I have a spark application running on a Yarn cluster that needs to read files from multiple buckets on an S3-compatible object store, each bucket having its own set of credentials.
According to hadoop documentation it should be possible to specify credentials for multiple buckets by setting configuration of the form spark.hadoop.fs.s3a.bucket.<bucket-name>.access.key=<access-key> in the active SparkSession but that has not worked for me in practice.
An example that according to the documentation, I believe should work:
import org.apache.spark.sql.{SaveMode, SparkSession}
case class BucketCredential(bucketName: String, accessKey: String, secretKey: String)
object TestMultiBucketReadWrite {
val credentials: Seq[BucketCredential] = Seq(
BucketCredential("bucket.1", "access.key.1", "secret.key.1"),
BucketCredential("bucket.2", "access.key.2", "secret.key.2")
)
def addCredentials(sparkBuilder: SparkSession.Builder, credentials: Seq[BucketCredential]): SparkSession.Builder = {
var sBuilder = sparkBuilder
for (credential <- credentials) {
sBuilder = sBuilder
.config(s"spark.hadoop.fs.s3a.bucket.${credential.bucketName}.access.key", credential.accessKey)
.config(s"spark.hadoop.fs.s3a.bucket.${credential.bucketName}.secret.key", credential.secretKey)
}
sBuilder
}
def main(args: Array[String]): Unit = {
val spark = addCredentials(SparkSession.builder(), credentials)

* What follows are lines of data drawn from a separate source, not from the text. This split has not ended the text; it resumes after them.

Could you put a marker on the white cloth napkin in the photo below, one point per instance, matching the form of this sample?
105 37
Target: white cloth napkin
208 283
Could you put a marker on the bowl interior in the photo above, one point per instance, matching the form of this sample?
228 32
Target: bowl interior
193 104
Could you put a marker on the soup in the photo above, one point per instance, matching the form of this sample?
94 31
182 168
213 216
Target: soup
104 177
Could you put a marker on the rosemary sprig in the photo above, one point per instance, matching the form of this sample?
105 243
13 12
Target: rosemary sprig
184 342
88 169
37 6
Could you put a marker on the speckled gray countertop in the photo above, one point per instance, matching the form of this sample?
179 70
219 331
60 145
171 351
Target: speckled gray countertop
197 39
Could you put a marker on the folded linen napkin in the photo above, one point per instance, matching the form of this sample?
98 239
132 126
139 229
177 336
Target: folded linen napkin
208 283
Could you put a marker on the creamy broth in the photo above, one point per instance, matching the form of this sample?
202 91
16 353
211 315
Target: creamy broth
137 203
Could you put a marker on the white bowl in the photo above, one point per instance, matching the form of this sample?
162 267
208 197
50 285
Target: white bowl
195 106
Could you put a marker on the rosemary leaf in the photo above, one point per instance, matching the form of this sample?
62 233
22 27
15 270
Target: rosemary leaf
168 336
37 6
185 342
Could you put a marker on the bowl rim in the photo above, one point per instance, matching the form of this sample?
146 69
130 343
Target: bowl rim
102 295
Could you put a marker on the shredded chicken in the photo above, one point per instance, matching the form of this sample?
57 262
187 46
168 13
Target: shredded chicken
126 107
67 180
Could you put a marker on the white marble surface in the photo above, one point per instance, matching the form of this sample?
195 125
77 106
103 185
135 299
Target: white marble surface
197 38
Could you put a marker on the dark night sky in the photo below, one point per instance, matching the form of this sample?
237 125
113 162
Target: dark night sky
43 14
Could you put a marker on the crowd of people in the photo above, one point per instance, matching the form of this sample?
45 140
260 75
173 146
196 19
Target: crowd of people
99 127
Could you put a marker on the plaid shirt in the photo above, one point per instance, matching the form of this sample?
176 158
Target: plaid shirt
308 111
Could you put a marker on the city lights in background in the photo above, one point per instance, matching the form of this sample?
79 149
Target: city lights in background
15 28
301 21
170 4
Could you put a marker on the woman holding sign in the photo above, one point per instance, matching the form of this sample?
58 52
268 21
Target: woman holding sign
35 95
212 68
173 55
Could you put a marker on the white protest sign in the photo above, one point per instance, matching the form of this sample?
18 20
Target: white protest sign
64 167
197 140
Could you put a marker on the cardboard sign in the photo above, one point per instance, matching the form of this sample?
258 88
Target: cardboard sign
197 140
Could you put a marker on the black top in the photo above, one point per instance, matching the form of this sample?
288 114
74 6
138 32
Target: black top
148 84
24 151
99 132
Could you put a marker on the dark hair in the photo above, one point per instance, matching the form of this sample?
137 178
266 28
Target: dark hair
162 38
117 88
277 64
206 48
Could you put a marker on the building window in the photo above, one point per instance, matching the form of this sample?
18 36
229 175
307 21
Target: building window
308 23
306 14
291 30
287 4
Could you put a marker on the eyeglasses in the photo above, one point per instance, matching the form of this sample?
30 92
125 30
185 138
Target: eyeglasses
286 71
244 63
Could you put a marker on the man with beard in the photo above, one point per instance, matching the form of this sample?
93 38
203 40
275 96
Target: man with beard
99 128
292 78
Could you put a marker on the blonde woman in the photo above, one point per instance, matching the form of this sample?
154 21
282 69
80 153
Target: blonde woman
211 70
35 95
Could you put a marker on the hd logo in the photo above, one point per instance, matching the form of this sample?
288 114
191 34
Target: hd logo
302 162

.appName("Test MultiBucket Credentials")
.getOrCreate()
import spark.implicits._
val dummyDF = Seq(1,2,3,4,5).toDS()
println("Testing multi write...")
credentials.foreach(credential => {
val bucket = credential.bucketName
dummyDF.write.mode(SaveMode.Overwrite).json(s"s3a://$bucket/test.json")
})
println("Testing multi read...")
credentials.foreach(credential => {
val bucket = credential.bucketName
val df = spark.read.json(s"s3a://$bucket/test.json").as[Long]
println(df.collect())
})
}
}
However, when submitted the job fails with the following error:
Testing multi write...
Exception in thread "main" com.amazonaws.services.s3.model.AmazonS3Exception: Status Code: 403, AWS Service: Amazon S3, AWS Request ID: null, AWS Error Code: null, AWS Error Message: Forbidden, S3 Extended Request ID: null
at com.amazonaws.http.AmazonHttpClient.handleErrorResponse(AmazonHttpClient.java:798)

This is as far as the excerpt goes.